Collateral estoppel [CE] is a lot like the double jeopardy laws in a criminal statute. Just like a person cannot be tried for the same charges after they have been found to be innocent, a party cannot litigate the same issue once a judgment on that issue has been determined. This typically comes up when litigation of multiple issues is in place and some of those issues have already been previously decided at some point in time.

What Is a Problem With the CE Process?

The primary issue with collateral estoppel is that it can apply even when one of the parties involved wasn't a participant in the original legal action. Example One: Company A files a lawsuit against Companies B and C for a specific reason. The judge in the case rules against Company A because it is believed that Companies B and C were acting within the scope of the law. Company A later discovers that Company D is acting in a similar fashion as Companies B and C were previously. Because of the judges ruling and the principle of CE, Company A cannot bring litigation to Company D. The same is true should someone try to litigate the same case, but name two different defendants in the case at two separate times. Example Two: Joe Smith files for litigation because he believes a $1 million painting from his deceased father should be in escrow. Defendant A claims that the painting was actually a gift. In a court action, it is ruled that the painting is a gift and that Joe Smith has no control over it as escrow. Joe Smith then files a lawsuit against Defendant B, who is the company that is holding the painting. The lawsuit states they have no right to withhold property. Because the case was effectively decided in the first court action, Defendant B can use CE as an effective defense.

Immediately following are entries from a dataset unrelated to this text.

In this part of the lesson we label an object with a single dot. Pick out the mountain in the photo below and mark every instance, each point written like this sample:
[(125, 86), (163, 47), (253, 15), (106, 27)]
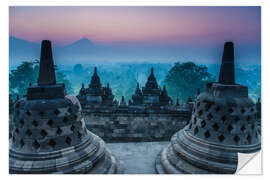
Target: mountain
[(21, 50)]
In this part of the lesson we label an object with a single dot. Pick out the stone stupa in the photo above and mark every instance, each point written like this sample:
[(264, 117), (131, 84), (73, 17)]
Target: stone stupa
[(50, 135), (223, 123)]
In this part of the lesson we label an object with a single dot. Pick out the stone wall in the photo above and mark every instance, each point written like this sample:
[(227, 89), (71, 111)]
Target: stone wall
[(129, 125)]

When Should Collateral Estoppel Be Used?

CE doesn't have to be a defensive tactic. It can also be an offensive tactic in order to obtain a final judgment. The only issue that arises when collateral estoppel is being used in such a way is that the other party may not have had a fair and full opportunity to litigate the issue. There are instances when a state court may rule on a case, but another case may be brought before a federal court on the same issue to get another ruling. There are some ethical issues when CE is used offensively. It's often seen as a way of testing how strong a defendant's case might be. If the determination is that a case is relatively weak, then new parties can sue the defendant based on the results of the previous outcomes. The double jeopardy clause in criminal proceedings actually arose from CE principles. The Supreme Court has even applied these principles in the limitation of crime prosecution if the events happen simultaneously. The end goal is simple: to find fair justice for all parties. By using these principles, it becomes more likely that a fair outcome can be achieved.